Kaldığım yerden başlıyorum her şeye. Yarım bıraktığım ne varsa toplamaya ve bitirmeye dair, hepsi için yola çıkıyorum.
    Bütün geçmişimi bir bavula doldurdum. Giydiğim, giymediğim ne varsa yanımda. Bir göç başlıyor uzaklara, o uzaklar ki yıllardır beni çağırır da, ben duymazlıktan gelirim her defasında. Fakat bu sefer gurbetin sesine kulak verdim ve dinledim hışırtısını. İçimde yazdan kalma duygular kabardı. Buruk özlemler, hüzünler bitiyor muydu acaba? Acaba hasret kaç paraya tükeniyordu?
    Bilmiyordum ama öğrenecektim her şeyin bedelini.
    Irak kalan zamanımın benden neleri götürdüğünü? Ya da neleri şimdi vereceğini? Ve bu alışverişin kaç kuruş ettiğini öğrenecektim.
Sır gibiydi hazırlanışım. Ankara bilmiyordu gidişimi ve hatta hiç kimse.
Belki gecenin bir yarısı alt kattaki komşum, bunca zaman sessiz sedasız odama kapanışlarıma alışmışken, gecenin bir yarısı bu telaşımın, gürültümün merakı içinde kalmıştı.
    Kim bilir? Kimin neyi anlayabildiğini? Belki de hiçbir şeyin farkında değil kimse...
    Anneme haber vermeli miydim? Yoksa en azından kız kardeşime bir Allahaısmarladık mı demeliydim? Sanırım öğrendiklerinde şaşıracaklar.
    Belki vefasız diyecekler, belki de yine her zaman olduğu gibi, lodos dolu İstanbul'a bu havada yola çıkışıma hayıflanacaklar.
    Yani bir bahaneleri olacaktır kuşkusuz.
    Gitmesem daha iyi onlar için ama ben gitmeliyim martıların çığlıklarına, vapurların acı acı ötüşüne, balıkçıların umutlarına, Eminönü'nde, Sirkeci'de, Gülhane'de yarım bıraktığım şiirlerimi söylemeye...
    Evet, sır gibiydi hazırlanışım, bu defa kimseyi dinlemeye ve kimseye kulak asmaya niyetim yoktu. Hatta yolumdan caydırırlar diye büyük bir giz içinde hazırlandım.
    Kaldığım yerden başlamaya, eksik kalan ne varsa bitirip toplamaya kararlıydım. Kararlı oluşum beni mutlu ediyordu. Gecenin içine düşen düşlerimden korkmuyordum ilk defa.
    Çünkü ben düşlerimle hesaplaşmaya, İstanbul'dan öcümü almaya gidiyordum. Bu gidiş belki sonumun başlangıcı, belki de her şeyin başı olacaktı.
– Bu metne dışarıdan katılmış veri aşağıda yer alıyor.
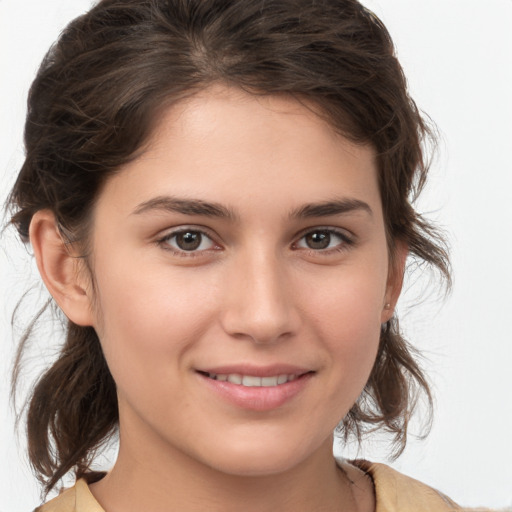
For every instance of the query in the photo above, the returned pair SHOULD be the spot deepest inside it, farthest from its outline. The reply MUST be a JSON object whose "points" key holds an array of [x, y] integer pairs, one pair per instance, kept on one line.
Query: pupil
{"points": [[318, 240], [188, 241]]}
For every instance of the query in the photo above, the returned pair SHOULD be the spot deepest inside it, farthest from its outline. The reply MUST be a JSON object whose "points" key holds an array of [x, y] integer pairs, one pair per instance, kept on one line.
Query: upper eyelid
{"points": [[343, 232], [170, 232]]}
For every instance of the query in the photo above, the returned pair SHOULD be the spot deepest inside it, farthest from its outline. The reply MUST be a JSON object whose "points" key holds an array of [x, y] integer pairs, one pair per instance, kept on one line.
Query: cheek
{"points": [[146, 320], [347, 314]]}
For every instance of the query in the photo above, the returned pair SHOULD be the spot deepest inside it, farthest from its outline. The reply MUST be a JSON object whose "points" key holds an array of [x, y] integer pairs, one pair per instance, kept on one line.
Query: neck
{"points": [[162, 480]]}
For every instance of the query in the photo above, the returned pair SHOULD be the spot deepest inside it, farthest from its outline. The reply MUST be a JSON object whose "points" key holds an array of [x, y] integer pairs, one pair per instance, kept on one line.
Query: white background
{"points": [[457, 55]]}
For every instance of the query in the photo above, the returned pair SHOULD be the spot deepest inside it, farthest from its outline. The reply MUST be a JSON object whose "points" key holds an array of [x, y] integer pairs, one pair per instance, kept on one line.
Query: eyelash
{"points": [[346, 242]]}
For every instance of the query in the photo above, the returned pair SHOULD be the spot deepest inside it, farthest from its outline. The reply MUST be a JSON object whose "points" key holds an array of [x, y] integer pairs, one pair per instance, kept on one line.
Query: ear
{"points": [[61, 270], [395, 280]]}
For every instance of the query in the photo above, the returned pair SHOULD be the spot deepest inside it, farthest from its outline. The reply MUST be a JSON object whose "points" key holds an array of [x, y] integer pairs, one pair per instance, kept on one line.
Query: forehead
{"points": [[226, 145]]}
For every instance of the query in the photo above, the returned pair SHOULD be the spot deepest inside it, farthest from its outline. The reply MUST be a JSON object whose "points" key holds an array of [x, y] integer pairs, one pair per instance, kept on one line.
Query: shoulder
{"points": [[395, 492], [76, 499]]}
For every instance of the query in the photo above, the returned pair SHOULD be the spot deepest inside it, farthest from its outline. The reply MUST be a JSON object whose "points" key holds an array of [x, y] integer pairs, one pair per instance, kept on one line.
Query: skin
{"points": [[253, 293]]}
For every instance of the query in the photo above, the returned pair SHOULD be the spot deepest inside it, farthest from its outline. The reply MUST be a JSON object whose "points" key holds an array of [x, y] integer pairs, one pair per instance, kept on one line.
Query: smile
{"points": [[252, 380]]}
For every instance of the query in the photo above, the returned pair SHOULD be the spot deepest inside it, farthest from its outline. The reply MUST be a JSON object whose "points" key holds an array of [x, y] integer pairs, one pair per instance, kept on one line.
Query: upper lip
{"points": [[256, 371]]}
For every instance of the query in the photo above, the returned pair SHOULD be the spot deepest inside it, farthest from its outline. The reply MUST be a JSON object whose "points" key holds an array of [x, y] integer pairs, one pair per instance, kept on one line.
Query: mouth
{"points": [[254, 380]]}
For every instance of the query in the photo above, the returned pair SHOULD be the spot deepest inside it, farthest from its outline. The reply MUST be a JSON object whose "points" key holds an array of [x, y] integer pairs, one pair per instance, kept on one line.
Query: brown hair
{"points": [[93, 105]]}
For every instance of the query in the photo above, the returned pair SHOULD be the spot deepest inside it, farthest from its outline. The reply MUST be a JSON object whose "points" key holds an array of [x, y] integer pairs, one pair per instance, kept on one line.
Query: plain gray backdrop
{"points": [[457, 55]]}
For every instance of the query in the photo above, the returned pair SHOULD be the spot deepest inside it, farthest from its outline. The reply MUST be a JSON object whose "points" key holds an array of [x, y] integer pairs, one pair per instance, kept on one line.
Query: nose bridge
{"points": [[259, 303]]}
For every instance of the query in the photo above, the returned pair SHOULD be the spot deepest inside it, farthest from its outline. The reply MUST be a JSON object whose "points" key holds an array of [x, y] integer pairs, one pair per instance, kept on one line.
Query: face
{"points": [[241, 273]]}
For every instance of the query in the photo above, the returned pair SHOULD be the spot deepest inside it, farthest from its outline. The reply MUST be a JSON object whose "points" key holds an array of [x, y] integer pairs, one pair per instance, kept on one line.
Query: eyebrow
{"points": [[330, 208], [212, 209], [186, 207]]}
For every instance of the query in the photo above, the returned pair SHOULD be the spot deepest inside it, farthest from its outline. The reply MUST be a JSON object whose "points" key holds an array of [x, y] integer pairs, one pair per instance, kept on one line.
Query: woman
{"points": [[218, 199]]}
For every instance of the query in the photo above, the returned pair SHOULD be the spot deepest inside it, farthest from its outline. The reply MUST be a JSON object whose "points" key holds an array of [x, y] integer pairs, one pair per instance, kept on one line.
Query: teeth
{"points": [[235, 378], [281, 379], [253, 381], [269, 381]]}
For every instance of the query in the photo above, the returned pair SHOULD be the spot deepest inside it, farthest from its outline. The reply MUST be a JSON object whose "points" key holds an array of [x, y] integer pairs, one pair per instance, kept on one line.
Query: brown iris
{"points": [[318, 239], [188, 240]]}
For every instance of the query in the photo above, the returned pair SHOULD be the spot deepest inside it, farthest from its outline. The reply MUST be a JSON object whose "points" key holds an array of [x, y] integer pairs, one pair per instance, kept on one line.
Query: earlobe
{"points": [[60, 269], [395, 281]]}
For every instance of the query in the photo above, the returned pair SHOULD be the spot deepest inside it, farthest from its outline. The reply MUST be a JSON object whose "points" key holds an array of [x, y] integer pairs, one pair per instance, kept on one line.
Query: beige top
{"points": [[394, 493]]}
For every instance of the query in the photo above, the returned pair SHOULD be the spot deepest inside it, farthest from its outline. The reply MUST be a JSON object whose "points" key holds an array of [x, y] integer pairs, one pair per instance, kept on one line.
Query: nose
{"points": [[259, 301]]}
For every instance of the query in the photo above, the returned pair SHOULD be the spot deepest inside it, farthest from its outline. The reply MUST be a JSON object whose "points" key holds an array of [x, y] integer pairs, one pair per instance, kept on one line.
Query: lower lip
{"points": [[258, 398]]}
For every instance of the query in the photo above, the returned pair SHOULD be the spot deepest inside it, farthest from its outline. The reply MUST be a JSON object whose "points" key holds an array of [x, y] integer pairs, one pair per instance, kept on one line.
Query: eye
{"points": [[187, 240], [323, 240]]}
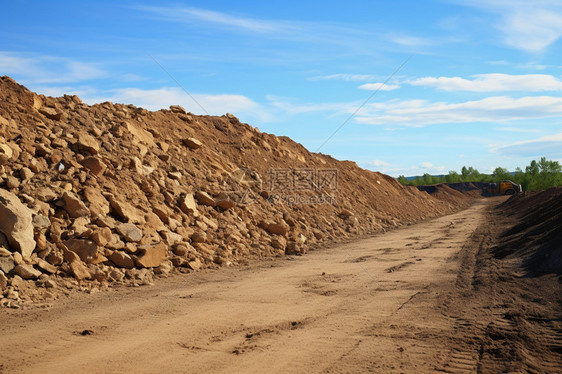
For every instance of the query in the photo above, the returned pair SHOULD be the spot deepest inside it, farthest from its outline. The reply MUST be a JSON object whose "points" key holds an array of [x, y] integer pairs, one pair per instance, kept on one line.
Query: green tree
{"points": [[500, 174]]}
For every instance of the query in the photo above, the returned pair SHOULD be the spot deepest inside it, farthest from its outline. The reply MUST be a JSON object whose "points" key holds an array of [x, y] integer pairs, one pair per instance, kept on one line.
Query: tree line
{"points": [[538, 175]]}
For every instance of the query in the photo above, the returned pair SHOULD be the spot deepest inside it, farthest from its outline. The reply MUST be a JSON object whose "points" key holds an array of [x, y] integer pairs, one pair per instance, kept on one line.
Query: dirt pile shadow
{"points": [[535, 236]]}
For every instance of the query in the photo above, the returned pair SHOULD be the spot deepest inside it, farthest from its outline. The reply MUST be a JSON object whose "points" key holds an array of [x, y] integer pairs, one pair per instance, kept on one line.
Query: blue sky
{"points": [[473, 82]]}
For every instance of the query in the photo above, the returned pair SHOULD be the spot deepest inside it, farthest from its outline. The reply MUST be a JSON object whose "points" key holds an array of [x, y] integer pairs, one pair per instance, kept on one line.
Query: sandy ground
{"points": [[418, 299]]}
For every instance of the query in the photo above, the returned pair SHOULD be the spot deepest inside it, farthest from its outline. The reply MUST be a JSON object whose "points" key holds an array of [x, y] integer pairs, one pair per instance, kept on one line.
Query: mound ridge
{"points": [[119, 194]]}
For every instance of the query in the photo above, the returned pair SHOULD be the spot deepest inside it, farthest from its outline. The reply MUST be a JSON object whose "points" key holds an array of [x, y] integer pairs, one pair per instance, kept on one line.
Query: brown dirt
{"points": [[535, 234], [424, 298], [119, 163]]}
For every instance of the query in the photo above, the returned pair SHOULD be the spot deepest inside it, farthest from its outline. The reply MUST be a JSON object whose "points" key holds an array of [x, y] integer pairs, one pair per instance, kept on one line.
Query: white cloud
{"points": [[345, 77], [379, 87], [162, 98], [547, 146], [490, 109], [493, 82], [190, 14], [292, 108], [41, 69], [527, 25]]}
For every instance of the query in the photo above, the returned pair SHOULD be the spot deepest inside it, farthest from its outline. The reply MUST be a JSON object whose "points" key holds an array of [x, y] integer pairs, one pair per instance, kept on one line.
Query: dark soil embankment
{"points": [[535, 235]]}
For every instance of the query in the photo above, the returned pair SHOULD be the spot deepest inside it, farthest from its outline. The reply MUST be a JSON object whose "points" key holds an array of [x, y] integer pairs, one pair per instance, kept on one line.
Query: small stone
{"points": [[7, 264], [130, 232], [12, 182], [79, 270], [126, 211], [226, 204], [193, 143], [94, 164], [199, 237], [189, 206], [204, 199], [26, 174], [277, 228], [51, 113], [87, 143], [85, 249], [102, 236], [74, 206], [175, 175], [27, 271], [3, 281], [122, 260], [151, 255], [46, 266], [41, 222], [195, 264]]}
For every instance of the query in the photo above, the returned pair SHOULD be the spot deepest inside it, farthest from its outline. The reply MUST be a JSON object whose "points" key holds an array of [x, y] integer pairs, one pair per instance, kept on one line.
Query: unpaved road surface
{"points": [[423, 298]]}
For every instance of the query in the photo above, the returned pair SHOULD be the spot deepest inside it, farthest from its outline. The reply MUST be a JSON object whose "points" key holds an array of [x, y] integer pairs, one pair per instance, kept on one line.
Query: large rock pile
{"points": [[110, 193]]}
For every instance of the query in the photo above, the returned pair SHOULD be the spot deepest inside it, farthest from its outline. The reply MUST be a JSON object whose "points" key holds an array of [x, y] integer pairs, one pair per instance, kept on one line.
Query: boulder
{"points": [[27, 271], [74, 206], [16, 223], [192, 143], [122, 260], [151, 255], [79, 270], [189, 206], [51, 113], [86, 249], [278, 228], [46, 266], [87, 143], [99, 206], [94, 164], [130, 232]]}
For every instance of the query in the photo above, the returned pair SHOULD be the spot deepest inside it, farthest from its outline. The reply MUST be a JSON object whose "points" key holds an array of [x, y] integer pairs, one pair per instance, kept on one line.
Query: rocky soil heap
{"points": [[111, 193]]}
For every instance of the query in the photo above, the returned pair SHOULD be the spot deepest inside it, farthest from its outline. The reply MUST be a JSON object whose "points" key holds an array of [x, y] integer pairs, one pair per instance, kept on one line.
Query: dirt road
{"points": [[418, 299]]}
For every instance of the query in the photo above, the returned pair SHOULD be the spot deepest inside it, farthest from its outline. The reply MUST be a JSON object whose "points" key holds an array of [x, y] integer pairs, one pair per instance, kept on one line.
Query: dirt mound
{"points": [[536, 236], [446, 194], [118, 194]]}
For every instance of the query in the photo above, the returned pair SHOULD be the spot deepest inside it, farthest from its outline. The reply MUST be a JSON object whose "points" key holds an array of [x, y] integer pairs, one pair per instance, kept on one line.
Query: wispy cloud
{"points": [[491, 109], [39, 69], [548, 146], [527, 25], [366, 41], [290, 107], [493, 82], [190, 14], [345, 77], [379, 86]]}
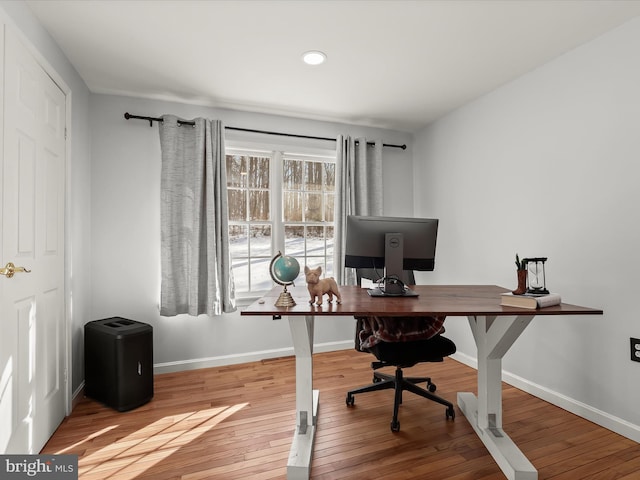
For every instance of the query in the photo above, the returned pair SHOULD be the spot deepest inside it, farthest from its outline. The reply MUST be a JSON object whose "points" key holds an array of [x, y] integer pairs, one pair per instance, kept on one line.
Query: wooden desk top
{"points": [[449, 300]]}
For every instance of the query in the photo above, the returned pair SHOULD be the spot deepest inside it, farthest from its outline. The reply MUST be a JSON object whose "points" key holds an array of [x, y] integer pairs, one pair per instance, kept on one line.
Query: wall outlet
{"points": [[635, 349]]}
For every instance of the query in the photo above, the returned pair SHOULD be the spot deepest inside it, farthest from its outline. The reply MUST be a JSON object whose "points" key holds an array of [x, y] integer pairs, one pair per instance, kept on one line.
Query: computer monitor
{"points": [[394, 244]]}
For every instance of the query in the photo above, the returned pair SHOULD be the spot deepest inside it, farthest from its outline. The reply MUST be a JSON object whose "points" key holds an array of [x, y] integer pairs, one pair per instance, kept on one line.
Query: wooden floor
{"points": [[237, 422]]}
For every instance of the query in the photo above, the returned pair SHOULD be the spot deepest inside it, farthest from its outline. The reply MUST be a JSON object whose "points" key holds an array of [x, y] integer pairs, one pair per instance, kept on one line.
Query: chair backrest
{"points": [[374, 275]]}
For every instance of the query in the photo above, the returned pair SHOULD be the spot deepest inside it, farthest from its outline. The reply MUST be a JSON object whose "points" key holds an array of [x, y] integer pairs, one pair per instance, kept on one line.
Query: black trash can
{"points": [[118, 362]]}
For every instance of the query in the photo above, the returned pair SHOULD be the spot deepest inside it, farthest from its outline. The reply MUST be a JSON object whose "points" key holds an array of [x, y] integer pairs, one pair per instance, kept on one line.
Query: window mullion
{"points": [[276, 202]]}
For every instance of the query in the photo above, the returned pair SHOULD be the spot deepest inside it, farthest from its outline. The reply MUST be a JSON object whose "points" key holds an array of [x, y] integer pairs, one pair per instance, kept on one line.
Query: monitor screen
{"points": [[392, 243]]}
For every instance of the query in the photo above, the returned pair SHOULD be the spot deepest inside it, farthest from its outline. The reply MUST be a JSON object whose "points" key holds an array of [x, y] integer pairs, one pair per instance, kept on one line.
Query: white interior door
{"points": [[33, 338]]}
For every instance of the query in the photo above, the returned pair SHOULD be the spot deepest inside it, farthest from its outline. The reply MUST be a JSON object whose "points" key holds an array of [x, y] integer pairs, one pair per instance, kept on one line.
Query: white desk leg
{"points": [[299, 464], [493, 338]]}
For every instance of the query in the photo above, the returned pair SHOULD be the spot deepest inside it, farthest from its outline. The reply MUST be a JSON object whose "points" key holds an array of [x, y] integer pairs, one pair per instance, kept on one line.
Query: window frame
{"points": [[278, 152]]}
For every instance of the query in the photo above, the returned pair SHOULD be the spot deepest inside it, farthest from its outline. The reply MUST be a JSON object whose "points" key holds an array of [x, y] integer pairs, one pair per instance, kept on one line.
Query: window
{"points": [[279, 201]]}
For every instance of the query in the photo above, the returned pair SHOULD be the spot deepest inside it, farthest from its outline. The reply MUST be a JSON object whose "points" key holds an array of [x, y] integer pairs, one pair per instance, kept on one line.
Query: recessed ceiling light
{"points": [[314, 57]]}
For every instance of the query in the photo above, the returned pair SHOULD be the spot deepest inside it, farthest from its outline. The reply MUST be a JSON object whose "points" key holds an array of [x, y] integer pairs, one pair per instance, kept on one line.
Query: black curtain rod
{"points": [[184, 122]]}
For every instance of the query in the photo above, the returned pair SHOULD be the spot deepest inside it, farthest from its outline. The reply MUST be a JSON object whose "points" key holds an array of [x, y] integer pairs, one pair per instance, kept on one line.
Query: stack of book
{"points": [[530, 300]]}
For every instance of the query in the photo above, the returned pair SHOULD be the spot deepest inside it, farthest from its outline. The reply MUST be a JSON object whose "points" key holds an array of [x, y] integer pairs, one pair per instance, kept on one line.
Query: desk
{"points": [[494, 328]]}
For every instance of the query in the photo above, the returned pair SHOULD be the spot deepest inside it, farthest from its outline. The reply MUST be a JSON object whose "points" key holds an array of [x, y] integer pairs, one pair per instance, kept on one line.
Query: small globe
{"points": [[285, 269]]}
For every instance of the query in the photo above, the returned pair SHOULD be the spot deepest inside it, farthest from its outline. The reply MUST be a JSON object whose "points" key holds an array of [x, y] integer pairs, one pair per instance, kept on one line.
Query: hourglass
{"points": [[536, 281]]}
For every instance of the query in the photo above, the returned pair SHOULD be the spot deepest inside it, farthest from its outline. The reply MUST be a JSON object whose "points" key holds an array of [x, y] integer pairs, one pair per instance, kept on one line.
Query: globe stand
{"points": [[283, 271], [285, 299]]}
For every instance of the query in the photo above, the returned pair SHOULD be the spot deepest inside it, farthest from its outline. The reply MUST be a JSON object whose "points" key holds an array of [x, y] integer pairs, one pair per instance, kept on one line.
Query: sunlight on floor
{"points": [[130, 456]]}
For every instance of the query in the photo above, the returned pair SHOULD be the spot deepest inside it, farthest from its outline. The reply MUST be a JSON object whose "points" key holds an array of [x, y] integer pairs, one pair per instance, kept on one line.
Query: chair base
{"points": [[397, 382]]}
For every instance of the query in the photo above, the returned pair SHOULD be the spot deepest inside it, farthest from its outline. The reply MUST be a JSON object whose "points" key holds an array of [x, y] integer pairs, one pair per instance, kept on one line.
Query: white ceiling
{"points": [[392, 64]]}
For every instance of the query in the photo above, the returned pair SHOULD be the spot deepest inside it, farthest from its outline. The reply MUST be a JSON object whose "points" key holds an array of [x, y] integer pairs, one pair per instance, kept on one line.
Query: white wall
{"points": [[19, 17], [126, 241], [548, 166]]}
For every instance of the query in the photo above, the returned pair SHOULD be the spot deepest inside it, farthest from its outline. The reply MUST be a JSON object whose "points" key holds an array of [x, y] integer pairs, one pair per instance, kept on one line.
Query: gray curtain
{"points": [[195, 257], [359, 192]]}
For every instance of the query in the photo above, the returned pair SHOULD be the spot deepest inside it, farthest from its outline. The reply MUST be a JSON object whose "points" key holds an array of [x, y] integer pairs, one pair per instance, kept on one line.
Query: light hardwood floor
{"points": [[237, 422]]}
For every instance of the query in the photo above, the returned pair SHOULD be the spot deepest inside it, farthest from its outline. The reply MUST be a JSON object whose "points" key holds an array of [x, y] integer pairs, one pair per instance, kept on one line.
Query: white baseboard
{"points": [[196, 363], [77, 396], [610, 422]]}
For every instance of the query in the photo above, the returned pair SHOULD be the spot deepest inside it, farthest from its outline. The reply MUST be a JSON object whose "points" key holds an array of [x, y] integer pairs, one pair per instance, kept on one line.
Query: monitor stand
{"points": [[377, 292]]}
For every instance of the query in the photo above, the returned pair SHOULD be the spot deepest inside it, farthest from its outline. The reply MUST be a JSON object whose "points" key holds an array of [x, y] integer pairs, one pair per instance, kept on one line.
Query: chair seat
{"points": [[407, 354]]}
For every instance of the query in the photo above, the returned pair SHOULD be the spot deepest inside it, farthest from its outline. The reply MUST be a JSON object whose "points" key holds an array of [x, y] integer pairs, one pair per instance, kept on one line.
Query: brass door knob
{"points": [[10, 269]]}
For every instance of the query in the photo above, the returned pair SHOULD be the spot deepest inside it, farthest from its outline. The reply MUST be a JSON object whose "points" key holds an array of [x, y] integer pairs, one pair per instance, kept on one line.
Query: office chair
{"points": [[402, 355]]}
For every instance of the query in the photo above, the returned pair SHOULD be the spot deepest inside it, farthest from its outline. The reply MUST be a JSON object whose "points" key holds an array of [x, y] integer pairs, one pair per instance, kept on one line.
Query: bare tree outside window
{"points": [[306, 192]]}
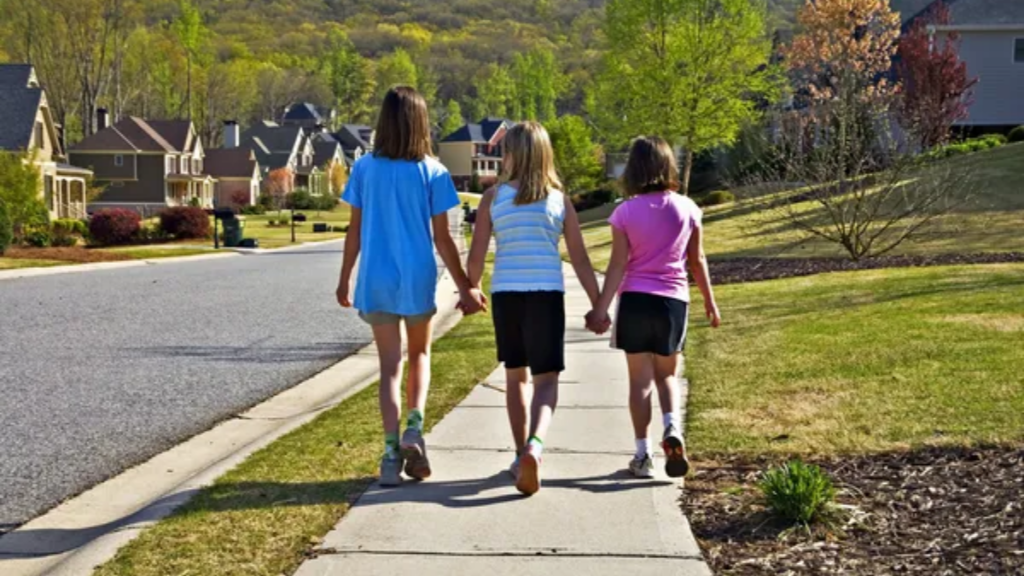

    Gitmeden geleceğimle yüzleşemezdim ve en azından sırf bu yüzden gitmeliydim.
    Bavulumu sırtlayışımın gerçek sebebini sanırım bir ay içinde sizlerde öğreneceksiniz ve İstanbul'la yarım kalan hesaplaşmamın devamını. Annemde, kardeşimde öğrenir elbette.
    Merakı  olan herkes anlayacak bir gün yola çıkmanın ne kadar önemli olduğunu ve çıktığınız yollarda sizi engellemek isteyen bütün seslere kulaklarınızı tıkamanız gerektiğini sonra her şeye rağmen yola devam etmenizin şart olduğunu…
    Unutmadan beni en çok kız kardeşim ve annem özleyecek ve bende en çok onları özleyeceğim…
    Yarım bıraktığınıza inandığınız her şeyi yeniden başlatabilirsiniz ve bu başlama sizi yeniden hayata bağlayacaktır.
    Değilmi ki yaşamak, ölme riskini göze almak gibi bir bedelle hayatımızı bize lütfetmiş, o halde ne duruyorsunuz, yola, yollara çıkmaya, yarım kalan her şeyi toparlamaya, daha neyi bekliyorsunuz?